Хотя какие-то слова там были сказаны, типа «что читаешь?», «а из какой ты школы?», и было взаимное доброжелательство, но не большее, чем при обычном знакомстве. Я был мальчик общительный, у меня весь квартал был либо в друзьях, либо во врагах; прибавьте к этому перманентную игру в войну в окопах нашей вечно разрытой отопительной системы: всегда меняли ка кие-то трубы, всегда я приходил домой изгвазданный. Это в школе у меня почти ни с кем не складывались отношения, потому что школа была ужасная, номенклатурная, а во дворе или на даче я придумывал кучу игр, и вообще тогдашние дети были умнее, с ними было о чем говорить, я со взрослыми-то сейчас так не говорю. И все-таки при всей способности разговорить кого угодно я с ней не мог связать двух слов — не от любви, не от робости, а единственно потому, что ничего хорошего из этого бы не вышло. Такое это было существо — отдельное, высшей расы, хотя я прекрасно представлял себе, как она живет. И знал красные дома, в которых она живет. И хорошо понимал, как выглядит ее комната с тюлевыми шторами, с желтой лампой, и знал, как она смотрит из этой комнаты в окно, из которого тогда еще открывался вид на закат, пустыри и капустное поле. Это была тогда окраина, и дальше начинался колхоз. Там был сказочный мир абсолютно, тот самый закат, в котором весной всегда угадывались паруса и корабли, и ничего счастливее в жизни я не видел, чем эти розовые и алые краски. Нет, вру, над морем они все-таки лучше. Но над морем понятно, что никаких парусов нет, а на западе нашего квартала их еще можно было представить.

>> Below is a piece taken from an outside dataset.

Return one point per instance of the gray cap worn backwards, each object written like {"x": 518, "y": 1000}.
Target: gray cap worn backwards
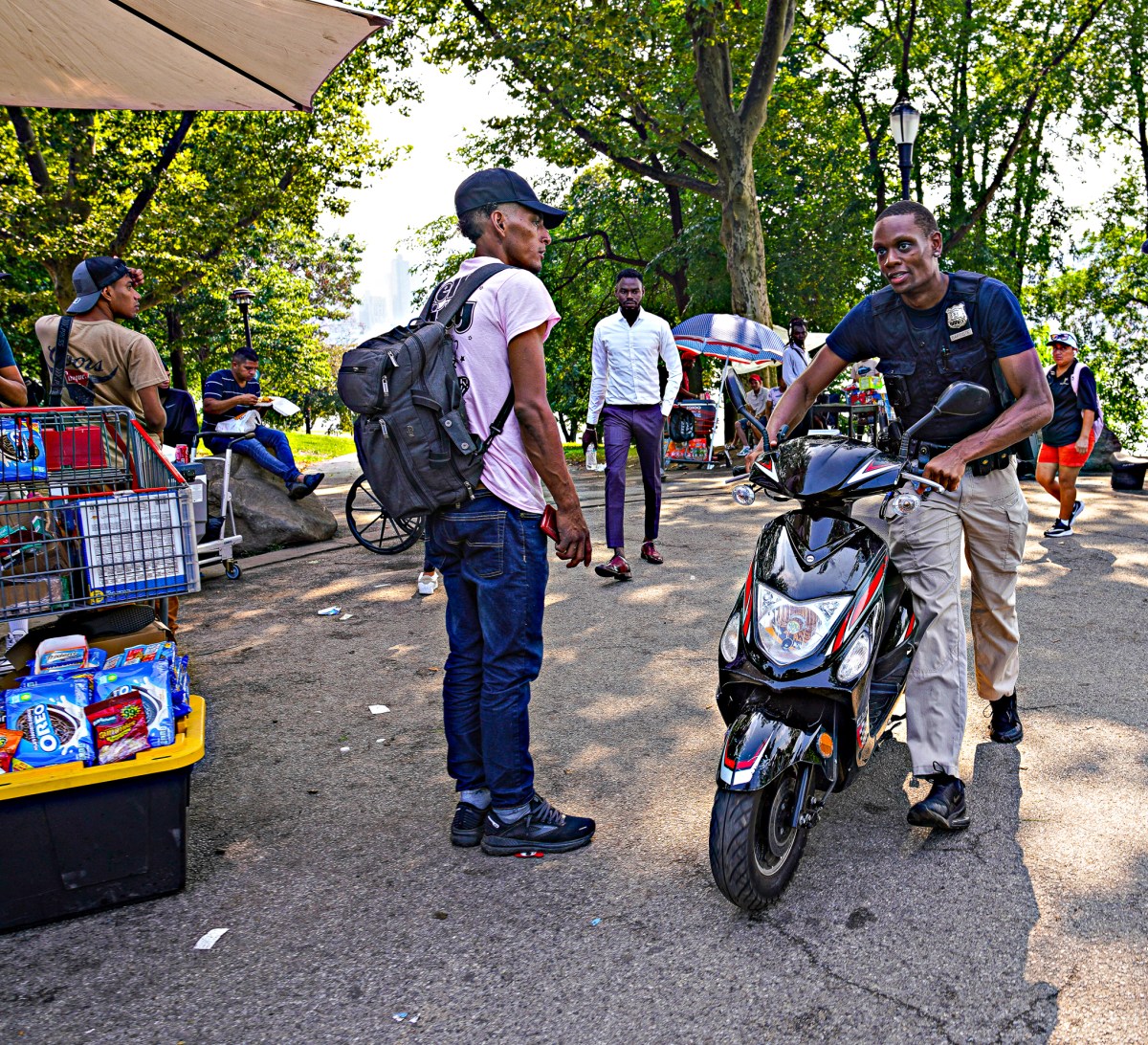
{"x": 92, "y": 276}
{"x": 498, "y": 185}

Мне кажется, что я напишу это и умру, потому что я никому никогда не говорил об этом, разве что пробовал писать, но в стихах это сделать очень трудно. Между тем ничего особенного — каждый был влюблен в такую девочку, но не каждый понимал, что она навсегда будет идеалом, что все будущие идеалы будут калькой с нее. Но мне хочется стоять там и представлять, какая она стала сейчас, мне хочется там встретить ее. Я отлично понимаю, что она давно уехала, они вообще переехали куда-то. Возвращаюсь осенью в шестой класс — а ее нет, я сразу это почувствовал. И не сказать, чтобы это меня слишком сильно огорчило, потому что я, видимо, знал: никуда она не денется. Да и мало ли тогда было вещей, которые меня привлекали, уже в 12 лет! Я и в 12 помню себя отлично, город постепенно расширялся, я начал ездить за пределы квартала, во Дворец пионеров, в кружки, начались мои прогулки по Москве с друзьями, иногда мне просто нравилось название улицы, и я туда ехал. Но этот час, когда я смотрел на качели, оставался для меня одним из главных — я всегда чувствую моменты, когда приоткрывается небо, и этот был такой.